The Maine Forest Service, cooperators within and outside the state, and Canadian provinces are working together to monitor and predict the growth of the spruce budworm population and its potential impact on the region’s forests. Over the last several years, Spruce budworm populations in Maine have left the “stable” phase and appear to be building. Pheromone and light trap catches have been up above zero for a number of years, defoliation in Quebec has increased year after year, defoliation has been mapped in New Brunswick. This is an insect whose epidemics cover vast regions and flights of moths from heavily infested areas can migrate to new areas. That there will be another outbreak in Maine, soon, is undeniable. When, where, how severe, and what the specific impacts and reactions may be remain to be seen.

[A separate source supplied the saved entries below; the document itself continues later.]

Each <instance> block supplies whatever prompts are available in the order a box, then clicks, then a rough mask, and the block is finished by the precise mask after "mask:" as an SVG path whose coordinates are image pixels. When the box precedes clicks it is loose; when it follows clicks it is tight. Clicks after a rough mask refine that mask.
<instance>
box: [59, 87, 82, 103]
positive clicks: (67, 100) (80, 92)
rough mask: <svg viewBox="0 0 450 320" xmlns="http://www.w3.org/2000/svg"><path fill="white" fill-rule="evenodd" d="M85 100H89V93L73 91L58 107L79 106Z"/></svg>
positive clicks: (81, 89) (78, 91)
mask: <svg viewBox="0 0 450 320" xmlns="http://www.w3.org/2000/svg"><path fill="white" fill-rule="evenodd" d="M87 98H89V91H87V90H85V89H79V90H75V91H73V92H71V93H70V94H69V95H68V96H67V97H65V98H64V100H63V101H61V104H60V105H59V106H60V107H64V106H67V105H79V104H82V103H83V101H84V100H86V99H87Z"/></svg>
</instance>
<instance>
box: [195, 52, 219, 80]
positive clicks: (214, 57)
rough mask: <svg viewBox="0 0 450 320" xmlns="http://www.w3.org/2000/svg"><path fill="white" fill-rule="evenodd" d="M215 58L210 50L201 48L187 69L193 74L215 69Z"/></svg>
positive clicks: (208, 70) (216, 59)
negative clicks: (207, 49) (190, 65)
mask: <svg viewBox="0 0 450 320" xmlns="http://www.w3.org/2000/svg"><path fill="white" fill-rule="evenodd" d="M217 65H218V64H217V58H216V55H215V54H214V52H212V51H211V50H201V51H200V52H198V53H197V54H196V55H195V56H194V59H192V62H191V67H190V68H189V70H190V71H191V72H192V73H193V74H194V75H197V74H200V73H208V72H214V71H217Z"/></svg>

For the full report from the Maine Forest Service, click here.
peter king says
I volunteered to man a feramone trap in mirimichi new Brunswick since2015. in 2015 I got 231 in 2016 I got 352, in 2017 I got 603 in 2018 I got 129. this year in 2019 I only got 4. over the years I saw little defoilation, the people I talked to cant explain why except its due to nature how does this compare with other results?
Meg Fergusson says
We asked Dr. Rob Johns, Forest Entomologist at the Atlantic Forestry Centre your question, and his response:
“This actually sounds about right for that area. Spruce budworm were increasing up until about 2017 (which was so far the peak in that area). However, there was a big collapse across the province at the end of last year and we don’t know yet what this year might look at. But, not to worry: those results sound pretty accurate!
That’s the great thing about having somebody return to sample annually, please extend our thanks to the volunteer!!”
And the SBW Task Force agrees, folks helping with citizen science are extraordinarily helpful to track this outbreak!